Penguins defensive prospect Scott Harrington was named to Team Canada’s roster for the upcoming International Ice Hockey Federation (IIHF) World Junior Championship, which takes place in Ufa, Russia Dec. 26 through Jan. 5.
Harrington, 19, will represent his country for the second straight year. He earned a bronze medal in last year’s tournament, which was held in Edmonton and Alberta, Canada.
“I’m definitely looking forward to it,” said Harrington, who earned a roster spot after attending Canada’s selection camp. “Last year was an unbelievable experience wining the bronze medal with Canada. Playing in Canada in front of your home crowd, I don’t think it gets any better than that for World Juniors.
“But this year in Russia it should be good. They’re obviously a huge hockey country with a strong fan base so it should be a good time and I’m definitely looking forward to hopefully bringing a gold medal back to Canada.”
The WJC won’t be Harrington’s first experience playing overseas. The Kingston, Ontario native played in the 2012 Canada-Russia Challenge this past summer with the first two games taking place in Yaroslavl, Russia, home of the Kontinental Hockey League team that lost 44 members in a tragic plane crash in September, 2011.
“The first game in Yaroslavl, the building was electric. All the fans had signs and you could tell that they really were into the game and that it was emotional for them,” Harrington said. “We didn’t understand the language they were speaking, but we could definitely tell what the message was and how they were feeling. So I think that we were honored that they invited us over to play there and try to lift the spirits of the community again.”

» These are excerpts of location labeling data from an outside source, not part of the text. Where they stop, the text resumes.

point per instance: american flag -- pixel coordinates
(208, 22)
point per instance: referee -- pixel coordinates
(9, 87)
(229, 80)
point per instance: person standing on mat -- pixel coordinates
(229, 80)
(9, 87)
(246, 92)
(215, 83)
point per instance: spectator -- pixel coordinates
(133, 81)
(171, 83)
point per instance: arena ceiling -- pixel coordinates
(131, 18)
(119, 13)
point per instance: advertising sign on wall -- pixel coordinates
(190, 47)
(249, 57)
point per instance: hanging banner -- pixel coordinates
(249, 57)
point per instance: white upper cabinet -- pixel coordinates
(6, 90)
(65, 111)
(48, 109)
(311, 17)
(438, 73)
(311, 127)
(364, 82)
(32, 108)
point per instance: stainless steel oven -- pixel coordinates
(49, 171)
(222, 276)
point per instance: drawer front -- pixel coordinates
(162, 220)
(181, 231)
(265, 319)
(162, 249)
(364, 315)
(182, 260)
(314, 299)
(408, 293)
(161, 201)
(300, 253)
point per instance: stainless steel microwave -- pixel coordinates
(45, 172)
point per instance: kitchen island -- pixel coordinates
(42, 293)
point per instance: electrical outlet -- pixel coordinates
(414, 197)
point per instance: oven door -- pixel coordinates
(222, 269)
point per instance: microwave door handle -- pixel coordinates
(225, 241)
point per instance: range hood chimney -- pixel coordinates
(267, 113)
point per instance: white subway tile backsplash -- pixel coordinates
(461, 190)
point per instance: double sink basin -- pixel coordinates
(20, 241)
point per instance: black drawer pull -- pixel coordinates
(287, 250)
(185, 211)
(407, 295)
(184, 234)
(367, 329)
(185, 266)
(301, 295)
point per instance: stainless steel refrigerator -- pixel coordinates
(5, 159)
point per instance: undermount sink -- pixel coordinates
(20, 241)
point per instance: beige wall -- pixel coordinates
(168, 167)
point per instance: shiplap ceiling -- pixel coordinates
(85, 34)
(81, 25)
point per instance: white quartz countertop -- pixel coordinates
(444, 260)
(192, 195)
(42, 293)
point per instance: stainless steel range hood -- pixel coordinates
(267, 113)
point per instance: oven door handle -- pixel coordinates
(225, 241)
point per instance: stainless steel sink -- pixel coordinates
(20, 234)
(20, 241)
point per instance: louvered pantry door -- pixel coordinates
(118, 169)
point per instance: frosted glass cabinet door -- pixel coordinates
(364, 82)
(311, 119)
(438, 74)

Harrington, Pittsburgh’s second-round pick (54th overall) in the 2011 NHL Draft, is captain of the first-place London Knights of the Ontario Hockey League. He served as an alternate for London last season as the club won the OHL title and a berth in the Memorial Cup.
Hockey Canada named him an alternate captain for the WJC. He also served as an alternate captain during the Canada-Russia Challenge. In fact, in one contest Harrington actually had the “C” on his jersey – an experience he will never forget.
“That was probably the most surreal experience I’ve had so far,” he said. “I knew coming into the camp this summer, being one of the seven returning guys, that I’d be looked upon for providing a little bit of leadership. You don’t need to provide too much leadership on teams like that because, for the most part, all the guys on the team are captains of their junior teams, but it was really cool getting to wear an A the first game. Then Ryan Murray wasn’t playing the second game, so they put the ‘C’ on my jersey and that was so cool.
“I remember growing up every Christmas watching World Juniors on Boxing Day and never did I dream that I was going to wear a ‘C’ one day. I was really proud of that.”
It’s no coincidence that Harrington is playing in the highest junior international competition. Harrington is a coach’s dream. He’s a smart hockey player with sound fundamentals and has become one of the premiere shutdown defenders in the entire Canadian Hockey League. He will likely fill such a role with Team Canada in the WJC, a role he executed last year very well.
“He’s Mr. Consistency,” Penguins assistant to the general manager Tom Fitzgerald said. “He just plays with the same consistency day in and day out. He gives you the same thing every time he puts the equipment on, which is a steady, simple, plays his foundation keys type of defenseman. Those are the guys that coaches love to coach.”
Harrington is captain for London, previously a captain for Team Canada, won an OHL title, runner-up in the Memorial Cup and earned a bronze medal. Not a bad resume for the 19-year-old Penguins prospect.
“He can take all the credit,” Fitzgerald said of Harrington’s accomplishments. “It’s his makeup. It’s what he does day in and day out. He’s going to be a pros pro. He’ll come in, punch the clock, work. He’ll play a long time with that workman attitude. We’re proud, but he can take all the credit for that. He’s putting in the time and effort and sweat equity. It’s paying off for him.”
Note: Other Penguins prospects will be participating in the WJC. Olli Maatta (first round, 22nd overall, 2012 NHL Draft) will play for Finland for the third consecutive year. Teddy Blueger (second round, 52nd overall, 2012) will suit up for Latvia. And Anton Zlobin (sixth round, 173rd overall, 2012) will attempt to become the fourth Penguins representative at the WJC. Zlobin is competing in Russia’s selection camp being held Dec. 7-20 in Novogorsk, Russia.